On Continuity in Creative Writing
As I am world building for The Chronicles of Mirchar, this is an issue which is coming up more and more and is critical to polished, believable writing. One other ingredient is needed too: don’t rush it! Writing a draft in a month is one thing, but it takes a great deal more to produce a novel. Many thanks to Victoria Grefer for her helpful posts. They keep saving my bacon!
Originally posted on Creative Writing with the Crimson League:
One necessary component of engrossing, readable fiction is always cohesiveness: and today, as I edit “The Crimson League” for its second edition release this Autumn, I am thinking more and more about the role continuity plays in cohesiveness.

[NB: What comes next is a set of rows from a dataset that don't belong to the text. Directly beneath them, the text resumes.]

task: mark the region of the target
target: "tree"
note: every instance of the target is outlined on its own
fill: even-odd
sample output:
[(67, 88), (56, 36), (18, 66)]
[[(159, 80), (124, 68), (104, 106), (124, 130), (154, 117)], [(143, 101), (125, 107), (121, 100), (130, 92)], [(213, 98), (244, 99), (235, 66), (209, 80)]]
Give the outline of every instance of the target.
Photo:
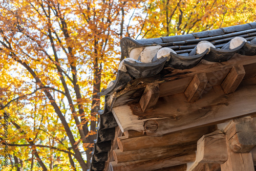
[(97, 93), (114, 79), (120, 53), (115, 47), (125, 15), (137, 4), (1, 3), (0, 109), (10, 117), (7, 170), (89, 168), (100, 104)]
[(256, 20), (254, 1), (148, 0), (144, 5), (143, 14), (135, 16), (142, 20), (136, 29), (142, 38), (186, 34)]

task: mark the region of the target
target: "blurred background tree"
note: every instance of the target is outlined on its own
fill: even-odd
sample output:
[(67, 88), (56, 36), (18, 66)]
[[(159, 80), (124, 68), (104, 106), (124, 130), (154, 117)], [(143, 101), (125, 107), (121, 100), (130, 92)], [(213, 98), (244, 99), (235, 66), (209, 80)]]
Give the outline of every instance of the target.
[(3, 170), (89, 168), (97, 111), (104, 102), (97, 93), (115, 78), (123, 36), (154, 38), (255, 21), (253, 1), (0, 3), (0, 109), (10, 115), (10, 165)]

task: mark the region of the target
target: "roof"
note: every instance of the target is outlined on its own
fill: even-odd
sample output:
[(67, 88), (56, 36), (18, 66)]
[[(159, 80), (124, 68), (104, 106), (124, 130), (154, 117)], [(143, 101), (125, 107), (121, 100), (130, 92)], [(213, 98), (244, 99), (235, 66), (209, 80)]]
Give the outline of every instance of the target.
[[(231, 40), (236, 37), (243, 37), (247, 41), (242, 41), (237, 47), (230, 49)], [(135, 99), (135, 97), (141, 96), (144, 90), (143, 87), (140, 91), (133, 92), (132, 88), (128, 89), (131, 82), (139, 85), (149, 77), (153, 80), (164, 80), (163, 75), (158, 74), (160, 72), (165, 73), (175, 70), (186, 70), (184, 71), (187, 73), (188, 69), (195, 67), (201, 61), (210, 62), (207, 65), (211, 62), (222, 62), (229, 60), (236, 53), (246, 56), (255, 55), (255, 37), (256, 22), (186, 35), (137, 40), (129, 37), (122, 38), (121, 40), (122, 53), (126, 58), (120, 63), (116, 80), (99, 93), (101, 96), (105, 96), (105, 105), (103, 110), (99, 111), (100, 120), (97, 139), (94, 141), (94, 150), (90, 160), (89, 170), (103, 170), (105, 161), (108, 160), (108, 152), (111, 148), (112, 140), (115, 137), (115, 127), (118, 125), (111, 112), (112, 108), (127, 101), (125, 99), (119, 99), (117, 101), (116, 94), (125, 89), (129, 89), (126, 92), (131, 92), (127, 95), (131, 103)], [(198, 43), (202, 41), (209, 41), (214, 47), (210, 45), (203, 52), (197, 54), (199, 46)], [(152, 53), (154, 57), (148, 62), (140, 61), (141, 55), (135, 59), (130, 58), (134, 49), (138, 50), (139, 54), (141, 54), (141, 52), (146, 48), (157, 46), (161, 46), (157, 50), (168, 48), (174, 51), (169, 53), (169, 57), (158, 58), (157, 54)], [(165, 70), (165, 68), (172, 69)], [(142, 80), (141, 78), (144, 79)]]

There are so many forms and levels of continuity. A large part of editing–not the whole, certainly, but a large chunk–involves keeping track of and maintaining, or improving, continuity. You could dedicate an editing pass or two JUST to continuity issues. And that’s what I want to discuss today: continuity issues.
What are the major things we authors can look out for as we edit a draft for continuity?
CHARACTER CONTINUITY: PHYSICAL TRAITS
Personality cohesiveness–asking yourself, “would this character, believably, say or do these things?”–is a different issue. I am talking more basic, surface-level things here.
Does a character’s eye color change from scene to scene?